Before the exam began, the president of the Arkansas Society of CPAs told us that at 2 a.m. the room we were testing in had been knee-deep in confetti from the Clinton victory celebration the night before, and the convention center staff had done a marvelous job cleaning it and setting it up for the exam. Also, we learned there would be a press conference where Bill Clinton would officially accept the results of the election that afternoon.
After lunch, many of us were sitting on the floor in the hallway waiting to be admitted for the second half of the exam. We had our heads down, reviewing our materials. My husband was sitting next to me on the floor. He nudged me and told me to look. At that moment, Ted Koppel from ABC News, flanked by two bodyguards, walked through the hallway. The CPA candidates were so absorbed with studying; I don't think anyone besides my husband saw him. No one else was looking up.
Judy Reed, CPA
Arkansas State University
I was in the U.S. Air Force, stationed in Riverside, Calif., when the first two parts of the May 1951 CPA Exam were scheduled. In those days, you could not sit for all four parts unless you had three years of experience, nor could a New York exam candidate sit for the exam in another location outside New York. I had been in the New York Air National Guard since June 1948. We were called to active duty on March 1, 1951. On March 15, we were sent to March Air Reserve Base in Riverside.
I had one huge problem. Since I was a recent Air Force inductee, I had accrued just five days of leave time, which did not provide enough time to travel from California to New York, get home, change into civilian clothes, get to the exam site, sit for the two parts, return home, and then return to my base in California. My first sergeant assisted by approving two three-day passes, one at the beginning of my leave, and one at the end, which I later discovered was illegal.
Next issue: I did not have enough money for a commercial flight home. My commanding officer suggested I try to get a flight from our pilots who were traveling east. I signed on as a working passenger on a flight from my base to Georgia, a 2,000-mile trip in a nonpressurized airplane.
We made it to Georgia in one day. After sleeping that night in Georgia, I was able to get a flight to North Carolina and then one to Newark, N.J. After two-and-a-half days, I was practically home. The exam was a day away.

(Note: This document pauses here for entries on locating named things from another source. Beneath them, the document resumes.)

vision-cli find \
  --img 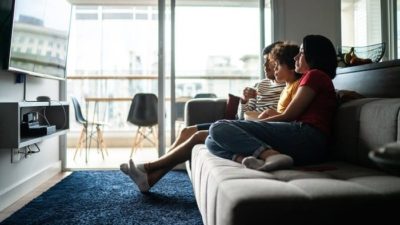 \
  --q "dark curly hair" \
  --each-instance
[303,35,337,79]
[270,42,299,69]
[263,41,283,55]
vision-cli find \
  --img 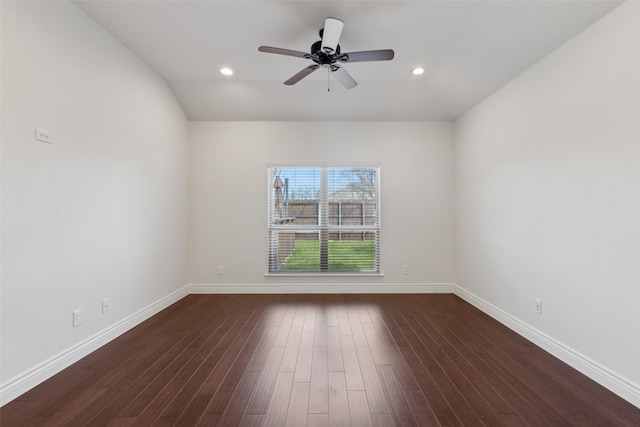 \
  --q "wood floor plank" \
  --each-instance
[262,372,294,427]
[309,346,329,414]
[294,327,314,383]
[328,372,351,426]
[247,347,289,414]
[347,390,373,427]
[0,294,640,427]
[285,382,310,427]
[356,347,391,414]
[280,326,302,372]
[212,371,260,426]
[340,335,364,390]
[327,326,344,372]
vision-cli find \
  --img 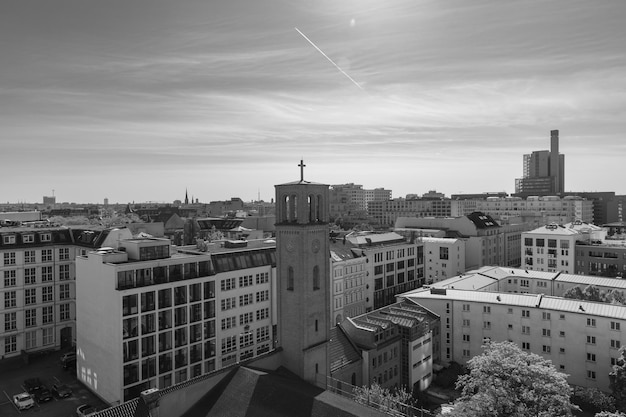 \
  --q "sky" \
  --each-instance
[0,0,626,203]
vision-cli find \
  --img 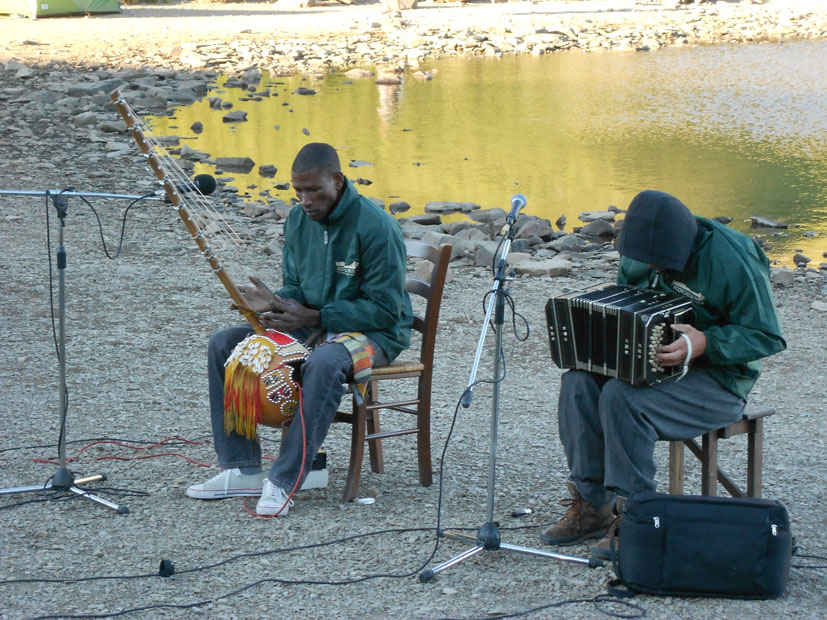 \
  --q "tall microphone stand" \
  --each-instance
[419,194,603,583]
[0,190,160,514]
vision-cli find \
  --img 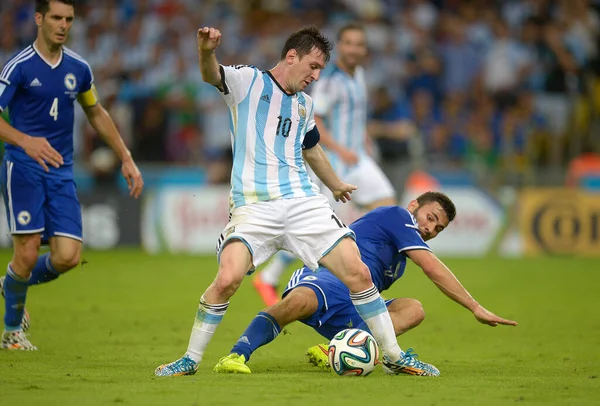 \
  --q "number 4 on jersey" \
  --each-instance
[50,97,58,121]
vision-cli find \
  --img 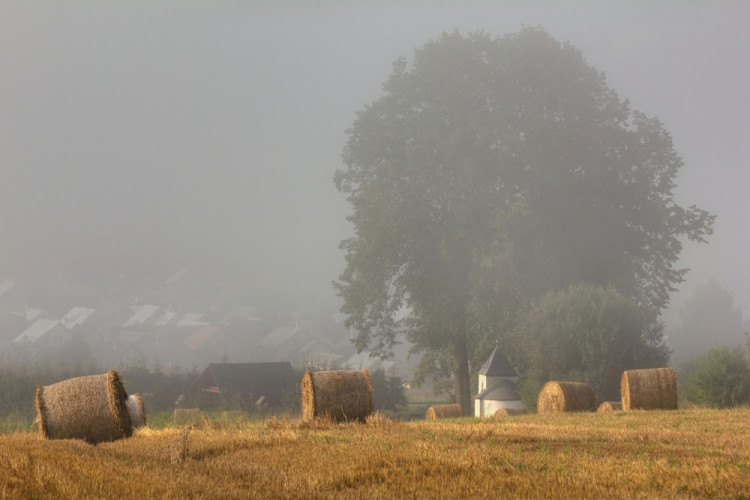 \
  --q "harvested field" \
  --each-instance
[0,408,750,499]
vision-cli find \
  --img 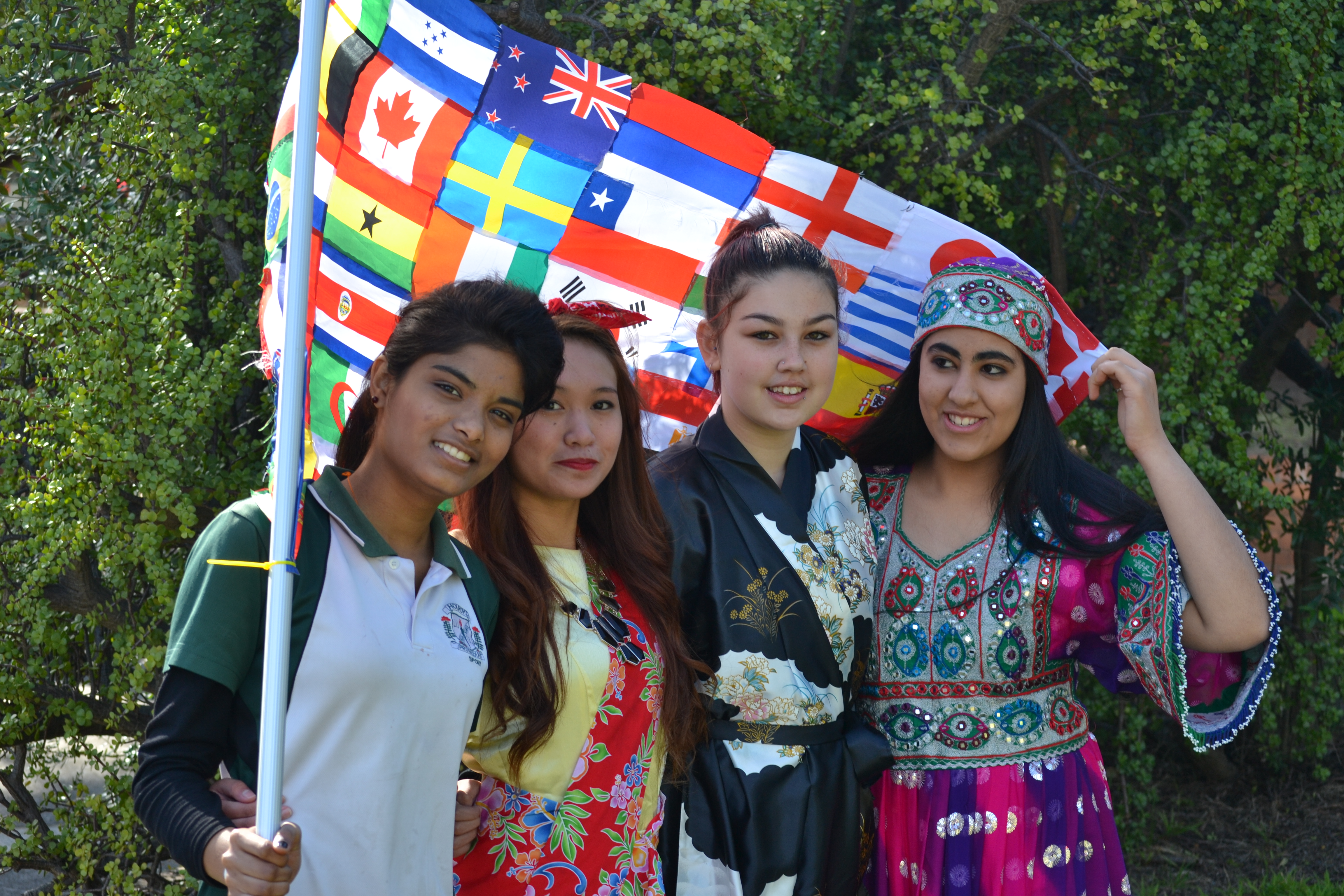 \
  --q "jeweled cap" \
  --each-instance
[914,258,1051,380]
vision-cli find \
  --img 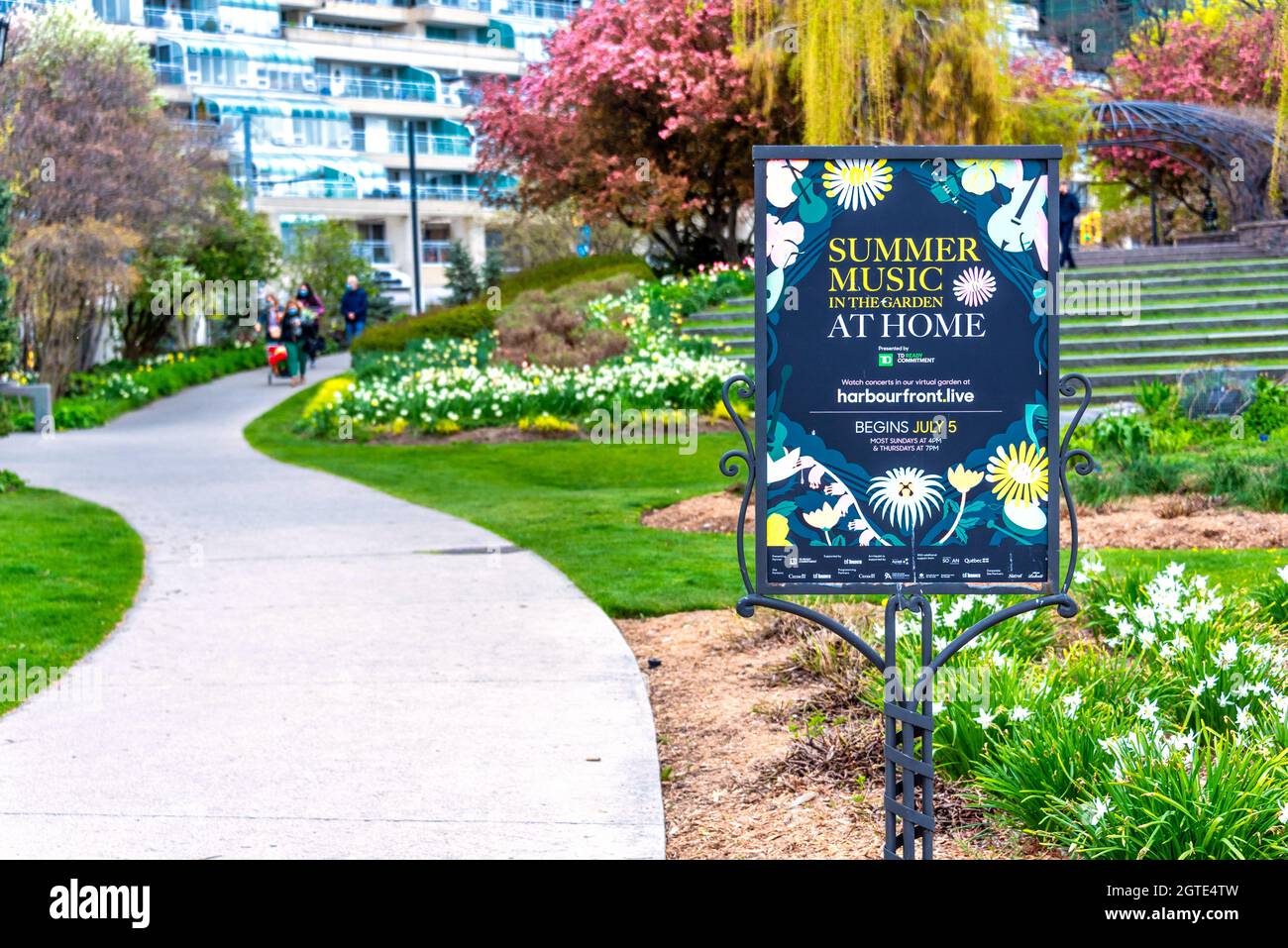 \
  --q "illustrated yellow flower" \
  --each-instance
[823,158,894,211]
[765,514,789,546]
[948,464,984,493]
[988,441,1047,503]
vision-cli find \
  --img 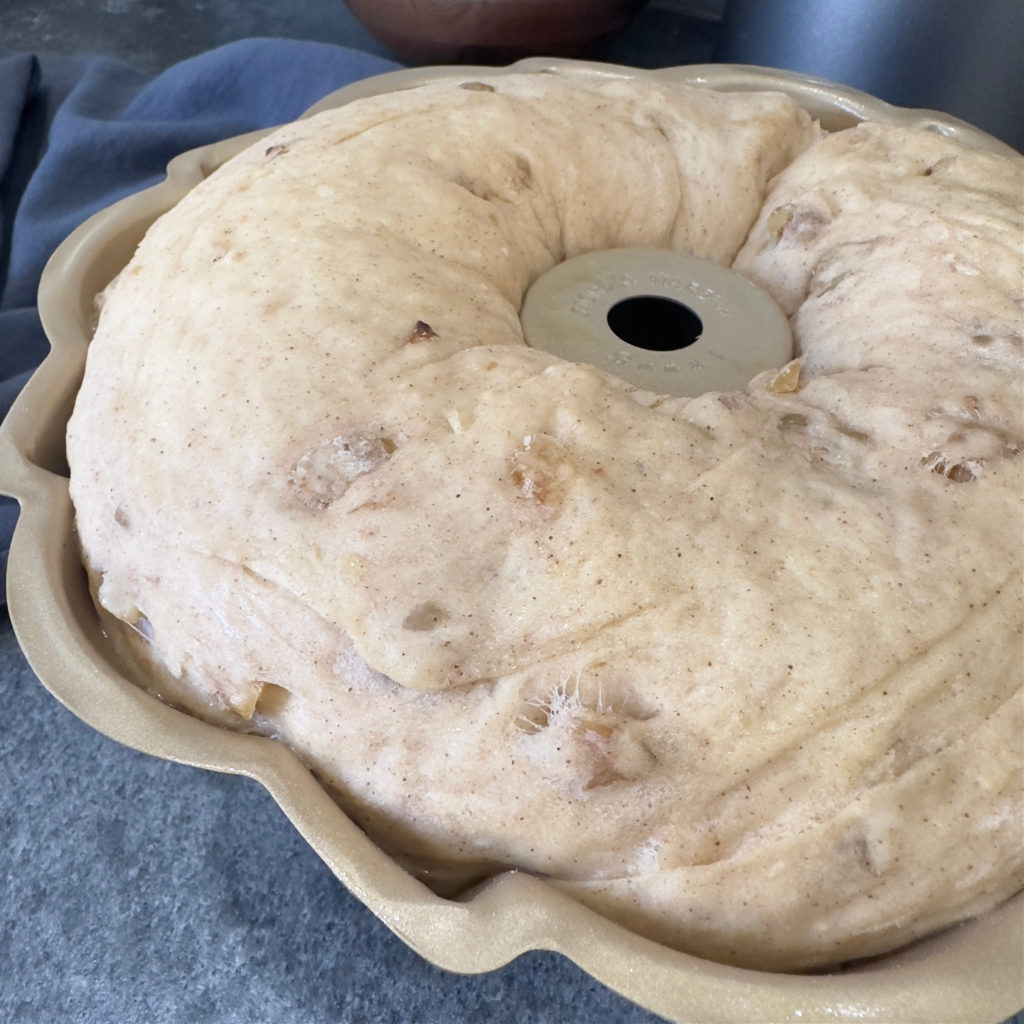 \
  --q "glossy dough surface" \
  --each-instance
[68,74,1024,970]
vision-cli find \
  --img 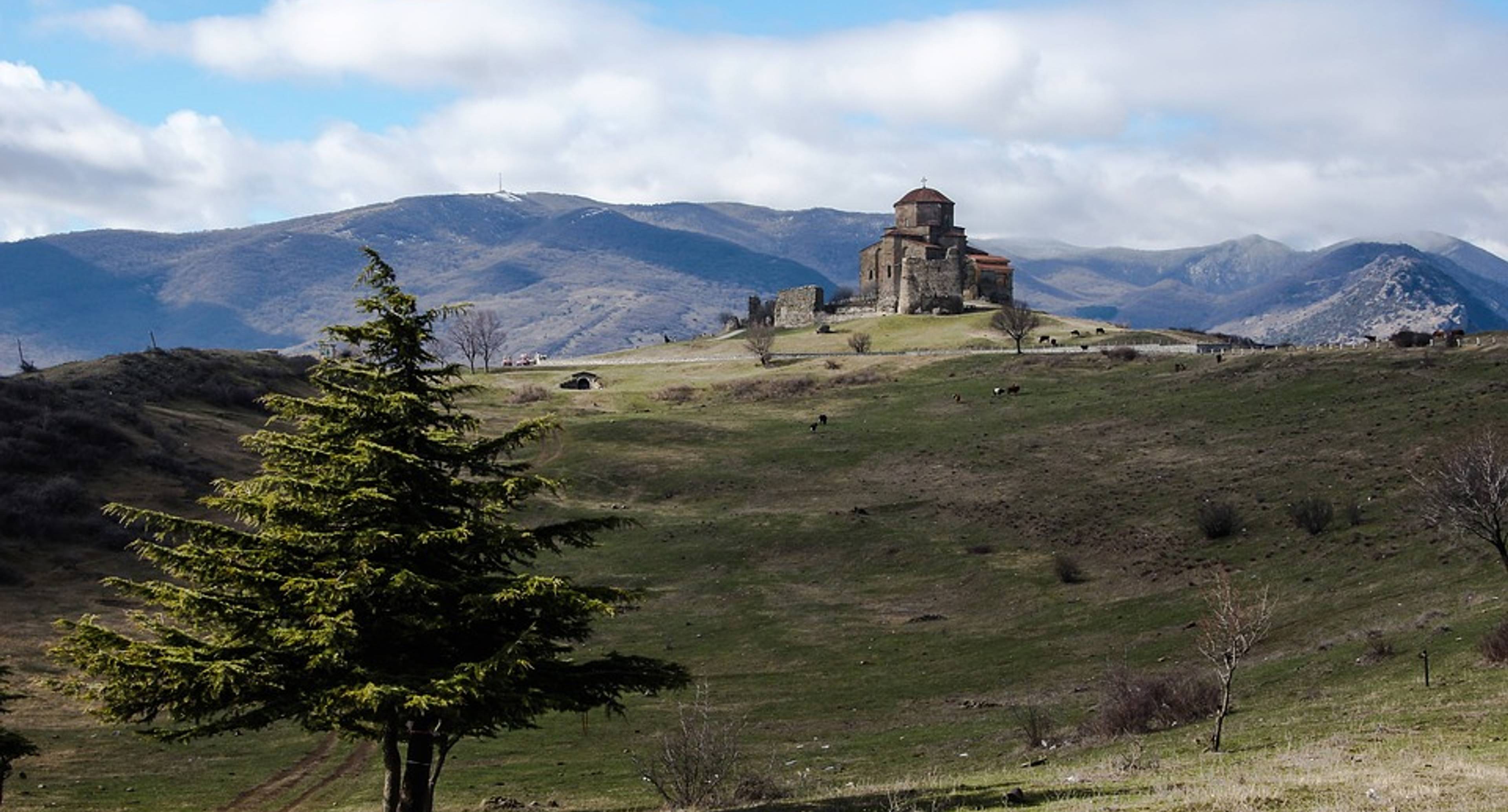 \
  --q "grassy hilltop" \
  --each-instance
[0,325,1508,810]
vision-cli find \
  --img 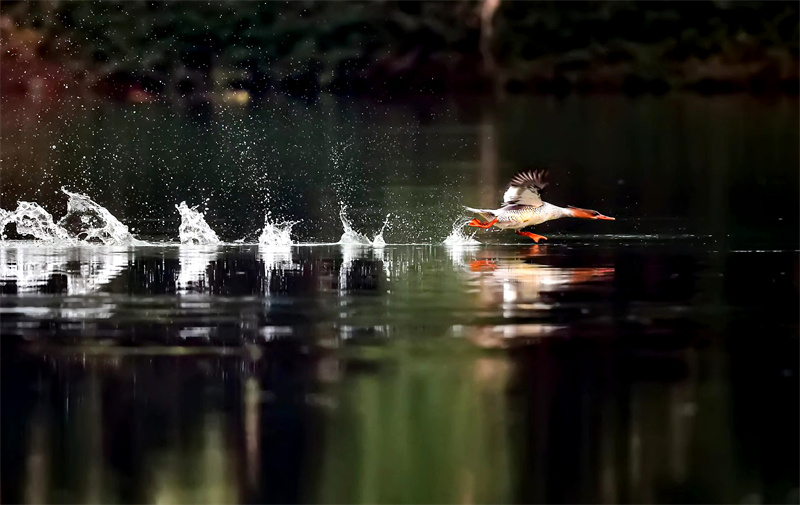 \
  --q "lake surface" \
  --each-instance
[0,96,800,503]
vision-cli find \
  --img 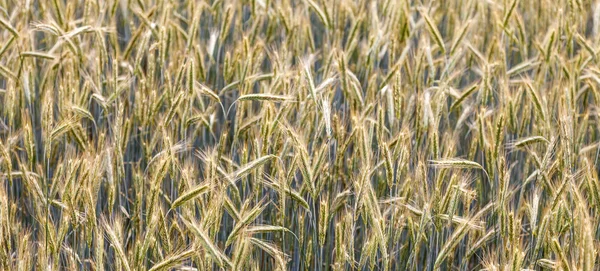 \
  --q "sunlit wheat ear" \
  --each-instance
[507,136,550,149]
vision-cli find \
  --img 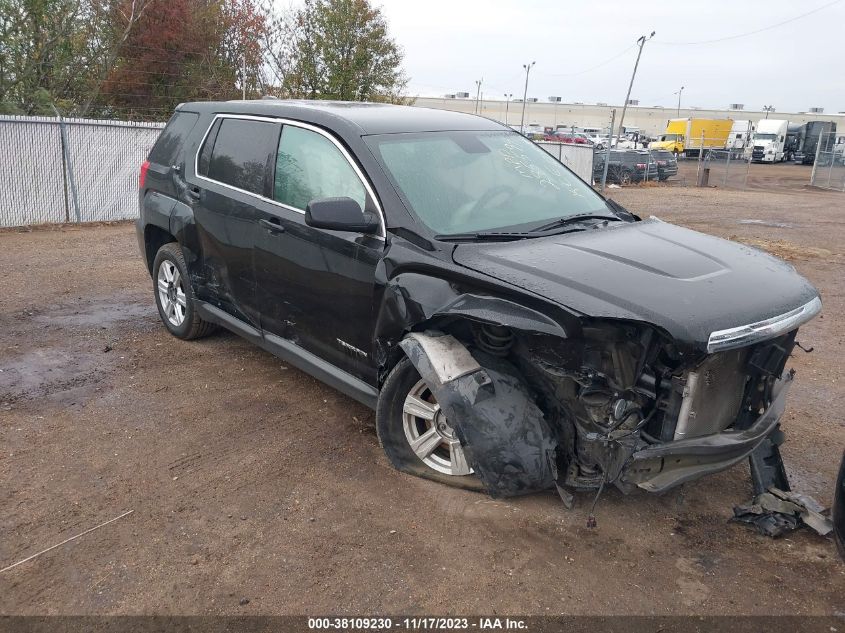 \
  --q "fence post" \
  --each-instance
[50,104,82,222]
[695,130,704,187]
[828,132,836,189]
[601,108,616,192]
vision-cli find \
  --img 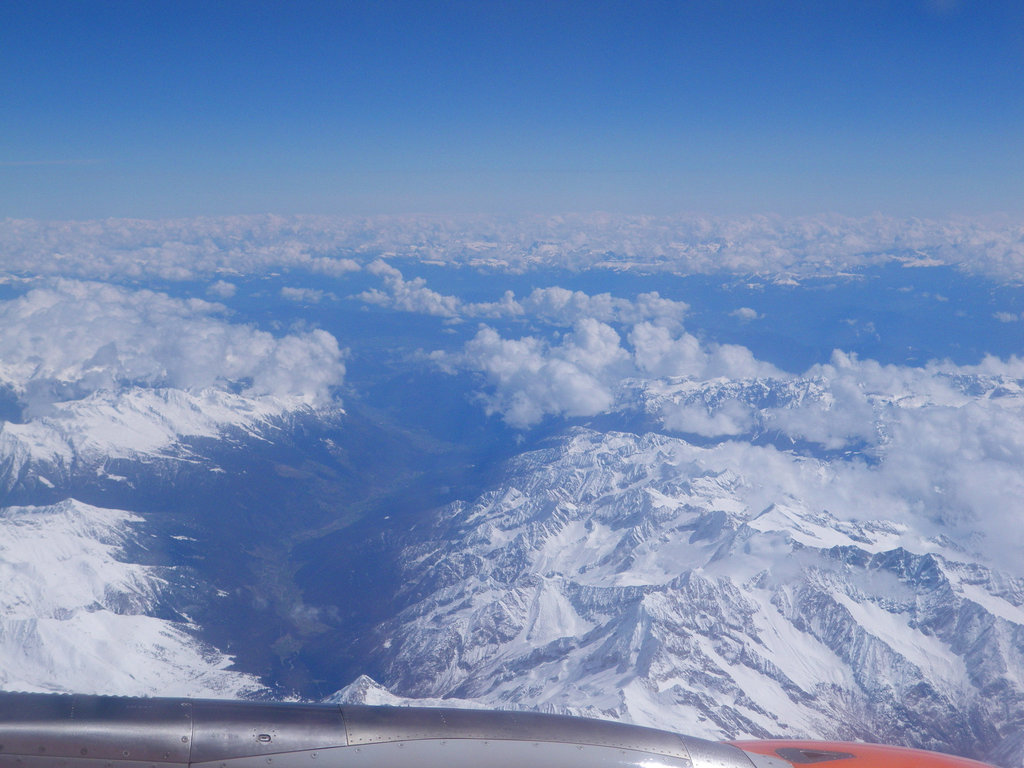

All I can recall about the CPA Exam was that after I had used both sides of the exam booklet for written answers, a proctor told me that I should have used only one side of the exam booklet. I protested in vain for extra time to rewrite my paper on one side, and at one point shouted, "I came 3,000 miles to sit for this exam!"
The trip back to my California base started with my father driving me to Mitchel Air Force Base on Long Island, where I hoped to obtain passage on a flight heading west. This became impossible, so four other stranded servicemen and I each paid a driver $25 to drive us to Andrews Air Force Base [in Maryland]. After sleeping overnight in a chair at Andrews, I secured a flight to Illinois, and over the next two days, I hitched flights to Oklahoma, Utah, Idaho, and Oakland, Calif., where I was fortunate to get a ride to my home base, arriving two hours before the AWOL deadline.
Fortunately, I passed those first two parts of the CPA Exam.